The 2nd-Generation Pastors and Planters Fellowship is open not only to Asian Americans, but second-generation pastors of any ethnic origin called to ministry outside their personal cultural groups in the U.S., said event organizer Thomas Wong.
“We just want to encourage that second generation – who may not feel that they have resources, mentors or coaches – that they can access guys like us,” said Wong, president of the National Asian-American Second Generation Fellowship hosting the event.
First-generation pastors are also encouraged to attend, Wong said, to facilitate multigenerational dialogue.

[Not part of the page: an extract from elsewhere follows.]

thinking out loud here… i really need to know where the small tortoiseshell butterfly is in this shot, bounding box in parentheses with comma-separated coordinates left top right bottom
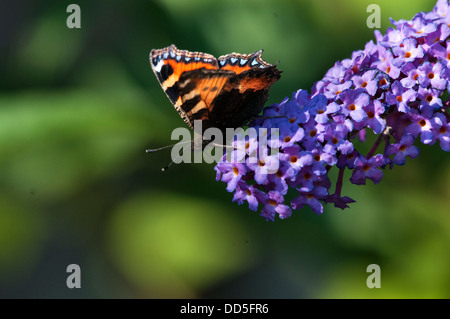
(150, 45, 281, 133)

The panel will encourage first generation pastors by alerting them that while many young people in their congregations may be called to ministry within their own immigrant groups, Wong said, “some of them may actually feel led and called to pastor beyond that.”

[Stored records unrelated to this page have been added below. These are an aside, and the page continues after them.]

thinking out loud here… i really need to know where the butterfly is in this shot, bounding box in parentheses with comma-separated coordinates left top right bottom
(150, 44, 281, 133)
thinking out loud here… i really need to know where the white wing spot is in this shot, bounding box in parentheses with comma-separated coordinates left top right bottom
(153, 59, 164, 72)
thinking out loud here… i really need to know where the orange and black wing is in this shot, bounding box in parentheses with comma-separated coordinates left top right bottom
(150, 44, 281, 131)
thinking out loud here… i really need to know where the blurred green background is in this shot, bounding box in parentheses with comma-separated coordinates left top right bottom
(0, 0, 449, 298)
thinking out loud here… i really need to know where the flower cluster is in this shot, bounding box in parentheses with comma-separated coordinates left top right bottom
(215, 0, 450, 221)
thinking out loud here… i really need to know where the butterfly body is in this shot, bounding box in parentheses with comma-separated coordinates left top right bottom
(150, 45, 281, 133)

Convening in Room A118/A119 on level one of the Kay Bailey Hutchison Convention Center, the meeting is in conjunction with the 2018 Southern Baptist Convention Annual Meeting June 11-12 in the convention center.
Joining Wong as panelists will be Won Kwok, lead pastor of Maranatha Grace Church in Englewood Cliffs, N.J.; fellowship vice president A.J. Camota, pastor of International Christian Fellowship in Suffern, N.Y.; and James Choi, church planting catalyst for Baptist Convention Maryland/Delaware.
Wong is the lead pastor and planter of the two-year-old Point Community Church in East Brunswick, N.J., a fellowship of 50-70 worshipers including Chinese, Korean, Egyptian, Latino, African American, Indian, Jamaican and other ethnicities. He values diversity, he said, and achieved it in his own church plant by beginning with a multiethnic ministry team.
“Wherever it is that God is calling them,” Wong said of second-generation leaders, “we want [them] to feel like it’s still a win for the church. A win for the Kingdom is a win for the church, it doesn’t matter which church.”
The fellowship plans to encourage leaders to follow their calling.
“We want to tell them, one, you can do it, and secondly, if you need some mentoring, coaching, support and encouragement, there’s a large group of us guys who are second- and third-generation Asian American leaders” available to help, Wong told Baptist Press.
About 50 pastors are active in the second-generation fellowship, which the National Asian American Fellowship of the Southern Baptist Convention launched in June 2017.
(EDITOR’S NOTE – Diana Chandler is Baptist Press’ general assignment writer/editor.)